= Merrily We Roll Along (DuPont Show of the Week) =

6th episode of the 1st season of the DuPont Show of the Week

"Merrily We Roll Along" is the sixth episode of the first season of the US anthology series The DuPont Show of the Week. The episode was directed by Robert L. Bendick, written by Philip H. Reisman, Jr., and hosted by Groucho Marx. It originally aired on NBC on October 22, 1961.

In the episode, Marx presents a sympathetic account of the automobile in the United States in the first half of the 20th century. The episode popularized the metaphor of "America's love affair with the automobile" and has attracted attention from historians for its role in justifying car-centric urban planning.
When the episode was made, DuPont held a 23% share in General Motors.

== Synopsis ==
The title sequence features cut-out animation designed and executed by Stan Vanderbeek, which will remind current viewers of the very similar Monty Python animations by Terry Gilliam. As the program begins, Marx leads a live horse onto a sound stage resembling a stable.

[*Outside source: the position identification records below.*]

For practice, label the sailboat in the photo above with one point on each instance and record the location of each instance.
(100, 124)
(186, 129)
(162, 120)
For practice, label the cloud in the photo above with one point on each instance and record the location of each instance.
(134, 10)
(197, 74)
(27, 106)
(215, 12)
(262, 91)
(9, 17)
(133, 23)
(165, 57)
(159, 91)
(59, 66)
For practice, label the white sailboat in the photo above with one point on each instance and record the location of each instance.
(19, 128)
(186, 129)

Marx then narrates archival footage and staged re-creations with actors in period costumes, demonstrating the displacement of the horse-drawn carriage; early automobile ordinances that were so prohibitively complex as to be ridiculous and impractical; the primitive, hazardous road conditions that forced municipalities to improve local roadways; the popularity of automobile racing (a clip of daredevil driver Barney Oldfield is taken from the 1924 Charley Chase comedy Young Oldfield); the use of automobiles in World War I; the rise of the Model T Ford; and the junking of streetcars to make room for more automobiles.

Throughout the episode, Marx returns to the metaphor of a "love affair" between American men and automobiles: he describes the rise of automobiles in the United States as a "great American romance between a man and his car"; when communities enforced speed limits, then "the motor car was being treated like the new girl in town: after the initial curiosity, hostility set in."

After the historical coverage, there is an extended sequence of silent-comedy chases and sight gags involving automobiles. Marx is also silent during this sequence, as the visual action is accompanied by jaunty ragtime melodies conducted by Skitch Henderson.

The epilogue shows Marx behind the wheel of a late-model car, as he comments on our continuing romance with the automobile: "We don't always know how to get along with her, but we certainly don't know how to get along without her." The episode ends with aerial footage of a freeway interchange.

== Analysis ==

A brief review in the New York Times described the episode as "primarily an affectionate report on the motor car". Transit historian Peter D. Norton described it as "an hour-long defense of all things automotive" that obscured the contentious process by which the automobile came to dominate American streets in the first half of the 20th century. According to Norton, the episode's "love affair" narrative functioned as a counterpoint to urbanists such as Lewis Mumford and Jane Jacobs who criticized the car-centric reworking of U.S. cities. (Jacobs's Death and Life of Great American Cities had been published two weeks before the episode aired.)